For this program, we will work with high school juniors in 5 public school districts. Right now, we have partnerships with PNC, UPMC, and FedEx–these business partners will deliver curriculum directly to students focusing on work readiness and soft skills training. These are volunteers from the workforce teaching youth the skills they need to succeed in any job they might have.
Then, their senior year, these students who have either self-identified or worked with guidance counselors to identify as not going on to post-secondary education immediately following high school can partner with these companies to identify a career pathway and the courses and skills to build during their senior year of high school. They can then apply for and be hired by PNC, UPMC, or FedEx directly from high school. These businesses have scanned their job descriptions and identified those positions available to people with a high school diploma. The consortium is working with schools to ensure that students who otherwise might have fallen off after high school are connected into this program so they can build these networks and get into the hiring process for these jobs.
Another component of the grant is to connect current students with opportunities to learn more about CTE and the careers or post secondary educational options availble to them. This might look like career fairs for high school freshmen to visit CTE centers to learn about the available programs, or perhaps bringing current CTE students into elementary school classrooms to teach children about what they’re learning and they can serve as peer mentors.
In Governor Wolf’s latest budget, he set aside $50 million to fund programs pairing employers with educational institutions to prepare students for high-demand jobs. How will Partner4Work be part of that initiative?

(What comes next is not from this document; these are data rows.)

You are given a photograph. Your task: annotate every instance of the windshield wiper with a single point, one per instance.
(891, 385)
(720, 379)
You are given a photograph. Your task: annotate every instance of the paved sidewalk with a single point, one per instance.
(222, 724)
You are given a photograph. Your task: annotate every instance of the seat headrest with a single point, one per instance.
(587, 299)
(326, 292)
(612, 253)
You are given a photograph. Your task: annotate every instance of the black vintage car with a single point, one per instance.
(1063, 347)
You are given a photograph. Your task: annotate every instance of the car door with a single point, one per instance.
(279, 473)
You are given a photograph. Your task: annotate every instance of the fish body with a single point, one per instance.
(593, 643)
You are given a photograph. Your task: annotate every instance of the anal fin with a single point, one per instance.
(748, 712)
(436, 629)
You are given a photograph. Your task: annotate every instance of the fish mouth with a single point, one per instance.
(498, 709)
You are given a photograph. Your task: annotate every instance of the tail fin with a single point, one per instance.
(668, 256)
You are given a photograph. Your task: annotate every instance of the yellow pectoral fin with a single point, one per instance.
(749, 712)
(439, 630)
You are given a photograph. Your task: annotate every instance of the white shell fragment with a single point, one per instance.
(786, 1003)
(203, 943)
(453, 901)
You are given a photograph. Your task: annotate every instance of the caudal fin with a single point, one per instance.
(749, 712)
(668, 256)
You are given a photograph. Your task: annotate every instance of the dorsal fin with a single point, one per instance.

We were awarded two educator in the workplace grants from the state Department of Labor and Industry. Both the Consortium for Public Education in Western PA and the Allegheny Intermediate Unit will pair educators with local businesses. The teachers will visit the businesses in teams, and hear from the employees themselves what opportunities are there and what skills and educational components are required for each job.
The idea behind this opportunity is that, in many cases, teachers go right from high school into an education program at college, directly into student teaching, and then into their classrooms. Often, teachers are unfamiliar with the growth and differences in, for instance, healthcare careers, that has happened in the past 10-15 years.
This partnership is more than just a visit or a field trip: the teachers come back and discuss what they saw and create lesson plans around that, and then return a few months later to discuss how they’ve implemented the lessons in their classes, how better understanding workforce realities has changed their teaching.
It’s exciting that our state is supporting your work!
We think this funding is a great focus for our governor–making sure youth are well-compensated for their time and the work they are doing is a critical piece of our mission.